Can you blame the starting quarterback, he of the "25 for 37, 281 yards, 1 TD, 0 INT" gem that kept the Philadelphia Eagles from being blown out of the water by the Dallas Cowboys, can you blame him for ultimately losing the game, 41-37?
Absolutely. If you're a Philadelphia sports fan, you've got a PhD in spreading blame, and Donovan McNabb earned his fair share.
Of course, so did Brian Dawkins, so did the entire Eagles secondary, so did the offensive line in the second half and the defensive line throughout the game. Surprisingly enough, for a game as competitive and entertaining as last night's Monday night showdown turned out to be, as my friend Walt put it, "the blood was on everyone's hands."

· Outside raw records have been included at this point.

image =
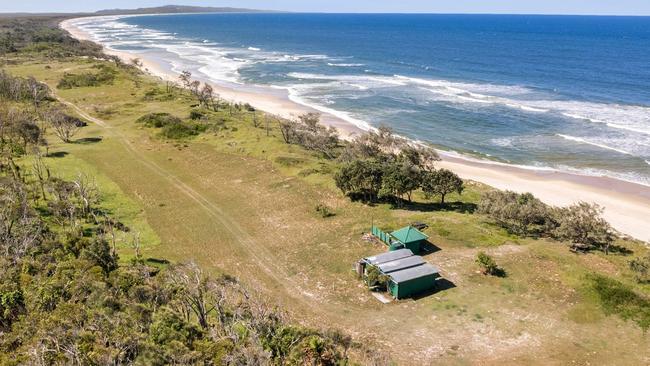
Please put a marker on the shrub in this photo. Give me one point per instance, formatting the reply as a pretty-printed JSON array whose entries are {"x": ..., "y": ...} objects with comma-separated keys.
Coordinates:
[
  {"x": 641, "y": 269},
  {"x": 488, "y": 265},
  {"x": 583, "y": 225},
  {"x": 324, "y": 211},
  {"x": 617, "y": 298},
  {"x": 374, "y": 278},
  {"x": 521, "y": 214},
  {"x": 158, "y": 120},
  {"x": 181, "y": 130},
  {"x": 196, "y": 114},
  {"x": 105, "y": 76},
  {"x": 441, "y": 183}
]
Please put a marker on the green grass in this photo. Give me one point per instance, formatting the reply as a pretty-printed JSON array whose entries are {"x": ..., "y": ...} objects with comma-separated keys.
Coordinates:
[{"x": 239, "y": 201}]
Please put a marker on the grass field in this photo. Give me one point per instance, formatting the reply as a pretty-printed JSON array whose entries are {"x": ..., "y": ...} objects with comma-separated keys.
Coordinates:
[{"x": 241, "y": 202}]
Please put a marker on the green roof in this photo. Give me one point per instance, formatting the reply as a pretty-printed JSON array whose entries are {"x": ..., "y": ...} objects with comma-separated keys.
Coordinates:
[{"x": 408, "y": 234}]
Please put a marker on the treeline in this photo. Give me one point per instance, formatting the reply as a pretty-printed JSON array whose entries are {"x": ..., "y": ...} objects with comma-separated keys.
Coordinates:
[
  {"x": 40, "y": 35},
  {"x": 104, "y": 76},
  {"x": 18, "y": 89},
  {"x": 580, "y": 224},
  {"x": 66, "y": 298}
]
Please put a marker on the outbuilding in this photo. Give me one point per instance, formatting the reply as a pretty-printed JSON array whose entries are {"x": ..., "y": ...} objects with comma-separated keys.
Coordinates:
[
  {"x": 412, "y": 281},
  {"x": 409, "y": 238},
  {"x": 400, "y": 264}
]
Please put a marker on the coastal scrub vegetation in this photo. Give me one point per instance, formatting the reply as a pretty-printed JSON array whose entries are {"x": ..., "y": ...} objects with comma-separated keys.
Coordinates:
[
  {"x": 42, "y": 36},
  {"x": 580, "y": 224},
  {"x": 88, "y": 293},
  {"x": 104, "y": 76},
  {"x": 67, "y": 298}
]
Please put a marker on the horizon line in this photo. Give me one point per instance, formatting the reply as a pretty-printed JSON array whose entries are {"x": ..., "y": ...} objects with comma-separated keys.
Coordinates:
[{"x": 270, "y": 11}]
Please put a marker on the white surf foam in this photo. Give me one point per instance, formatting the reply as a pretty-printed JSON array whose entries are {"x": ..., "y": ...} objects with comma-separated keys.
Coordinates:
[
  {"x": 600, "y": 145},
  {"x": 344, "y": 65}
]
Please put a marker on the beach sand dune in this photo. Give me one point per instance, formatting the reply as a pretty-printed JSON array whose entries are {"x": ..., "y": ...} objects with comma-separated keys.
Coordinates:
[{"x": 627, "y": 205}]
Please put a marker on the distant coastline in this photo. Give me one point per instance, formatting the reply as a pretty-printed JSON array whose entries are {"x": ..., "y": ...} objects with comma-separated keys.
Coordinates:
[{"x": 627, "y": 204}]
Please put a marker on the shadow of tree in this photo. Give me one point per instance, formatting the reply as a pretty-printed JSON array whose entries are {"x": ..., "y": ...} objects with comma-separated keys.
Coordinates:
[
  {"x": 57, "y": 154},
  {"x": 442, "y": 284},
  {"x": 88, "y": 140},
  {"x": 460, "y": 207},
  {"x": 428, "y": 248},
  {"x": 621, "y": 250}
]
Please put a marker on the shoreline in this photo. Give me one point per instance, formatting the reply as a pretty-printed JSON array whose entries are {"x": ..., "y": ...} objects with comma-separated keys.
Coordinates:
[{"x": 627, "y": 204}]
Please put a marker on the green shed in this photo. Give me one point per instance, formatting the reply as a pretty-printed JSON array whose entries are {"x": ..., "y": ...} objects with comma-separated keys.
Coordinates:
[
  {"x": 410, "y": 238},
  {"x": 412, "y": 281}
]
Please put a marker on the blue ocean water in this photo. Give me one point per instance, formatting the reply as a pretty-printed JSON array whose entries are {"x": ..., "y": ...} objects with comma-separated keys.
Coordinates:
[{"x": 562, "y": 92}]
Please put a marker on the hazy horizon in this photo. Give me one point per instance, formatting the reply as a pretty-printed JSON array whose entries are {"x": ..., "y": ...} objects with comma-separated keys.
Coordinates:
[{"x": 549, "y": 7}]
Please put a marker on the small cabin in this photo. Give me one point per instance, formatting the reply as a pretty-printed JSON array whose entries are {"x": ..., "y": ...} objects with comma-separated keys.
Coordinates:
[
  {"x": 408, "y": 238},
  {"x": 412, "y": 281},
  {"x": 408, "y": 274}
]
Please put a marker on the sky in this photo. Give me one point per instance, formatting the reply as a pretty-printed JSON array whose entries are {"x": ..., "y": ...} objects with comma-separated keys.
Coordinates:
[{"x": 596, "y": 7}]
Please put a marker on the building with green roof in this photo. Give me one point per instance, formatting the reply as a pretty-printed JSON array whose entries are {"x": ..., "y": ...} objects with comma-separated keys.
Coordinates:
[{"x": 409, "y": 238}]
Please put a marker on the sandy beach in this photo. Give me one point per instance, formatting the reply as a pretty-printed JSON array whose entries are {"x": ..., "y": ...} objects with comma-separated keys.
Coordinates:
[{"x": 627, "y": 205}]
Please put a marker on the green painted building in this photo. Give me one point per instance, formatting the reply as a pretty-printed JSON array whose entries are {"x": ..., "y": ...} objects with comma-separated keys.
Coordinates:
[
  {"x": 409, "y": 238},
  {"x": 408, "y": 274},
  {"x": 412, "y": 281}
]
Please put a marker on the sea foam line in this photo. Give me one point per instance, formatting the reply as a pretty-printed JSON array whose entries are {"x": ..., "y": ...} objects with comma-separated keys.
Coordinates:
[{"x": 587, "y": 142}]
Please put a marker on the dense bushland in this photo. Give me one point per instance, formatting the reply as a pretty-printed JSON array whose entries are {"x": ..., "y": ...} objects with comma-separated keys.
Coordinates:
[
  {"x": 104, "y": 76},
  {"x": 581, "y": 224},
  {"x": 66, "y": 298},
  {"x": 43, "y": 36}
]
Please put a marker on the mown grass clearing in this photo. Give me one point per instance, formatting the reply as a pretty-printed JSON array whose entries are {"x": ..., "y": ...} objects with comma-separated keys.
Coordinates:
[{"x": 239, "y": 201}]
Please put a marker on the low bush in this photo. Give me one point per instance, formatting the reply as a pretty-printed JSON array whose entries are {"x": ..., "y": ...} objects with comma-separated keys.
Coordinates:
[
  {"x": 181, "y": 130},
  {"x": 324, "y": 211},
  {"x": 105, "y": 76},
  {"x": 158, "y": 120},
  {"x": 489, "y": 266},
  {"x": 619, "y": 299}
]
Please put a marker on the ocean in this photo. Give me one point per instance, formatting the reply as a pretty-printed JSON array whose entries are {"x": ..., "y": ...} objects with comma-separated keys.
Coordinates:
[{"x": 568, "y": 93}]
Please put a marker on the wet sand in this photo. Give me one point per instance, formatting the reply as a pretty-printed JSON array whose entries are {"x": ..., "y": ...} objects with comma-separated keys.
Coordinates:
[{"x": 627, "y": 205}]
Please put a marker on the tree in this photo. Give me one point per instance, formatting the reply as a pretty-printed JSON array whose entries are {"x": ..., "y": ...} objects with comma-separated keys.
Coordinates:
[
  {"x": 185, "y": 78},
  {"x": 582, "y": 224},
  {"x": 374, "y": 277},
  {"x": 360, "y": 177},
  {"x": 521, "y": 214},
  {"x": 488, "y": 265},
  {"x": 641, "y": 269},
  {"x": 400, "y": 179},
  {"x": 441, "y": 182}
]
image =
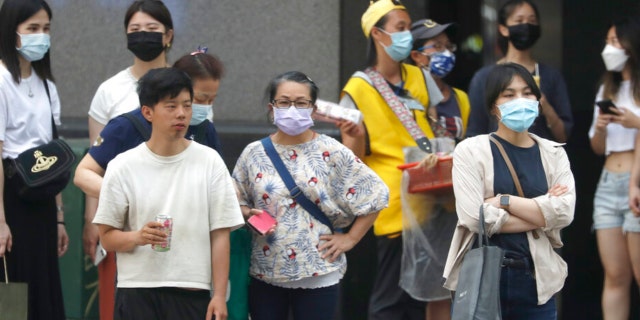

And partly on Donovan's. Yes, he looked like the quarterback of old - scrambling, evading tacklers, pulling miraculous plays out of nowhere, even breaking an old-fashioned run here and there. But at the same time, he really looked like the Donovan of old. The Donovan who has never been much for fourth-quarter comebacks, the Donovan who often seems to tighten up in a tough situation. Both he and Andy Reid have shown a tendency in the past to abandon what has been working when a game gets close, and last night, there was McNabb, forcing balls into double-coverage, into the ground, into the open air a solid foot above Brian Westbrook.
And then there's the fumble, something I still haven't had explained to me by the various Eagles sites I frequent day after day. I'm not sure which lines were crossed between Westbrook and McNabb, but I do know that it was a key error, perhaps even more damaging than Romo's earlier fumble in the endzone. Romo's blunder was painful, but the Eagles' fumble was in the waning moments of a shootout, and the Cowboys received an extra bullet in their chamber. The way Romo, Barber, Witten and Co. had been playing up to that point, one more shot was all they really needed.
Did McNabb lose the game, either with the fumble or the failed final drive? Technically, yes, but you can't pin the bulk of it on him. Dallas might be the best team in the NFL, and a more optimistic human being might note that we gave an elite team all it could handle, in their own arena, on football's biggest stage. But the NFL doesn't offer a column on the division standings for "Good Efforts." A loss is a loss, and this ended up being a telling loss, indeed.
On one hand, it told us that the Eagles can probably play with anyone. It told us that our offense has the potential to be tremendous, even without Kevin Curtis and "That Other Guy Who Used to Start Before We Got DeSean Jackson." It told us that our defense is still a work in progress, and our special teams, even more so. Most of all, though, it told us that our quarterback is as close to back as he's going to get. If he stays healthy, he's going to win a lot of games this year. But, at the same time, he's still the Donovan we remember throwing up in the fourth quarter of the Super Bowl. He had his first real test in three years, and he came a little short of acing it. Last night, I remembered how much I appreciate Donovan McNabb, but I also remembered why his fingers are still ring-less.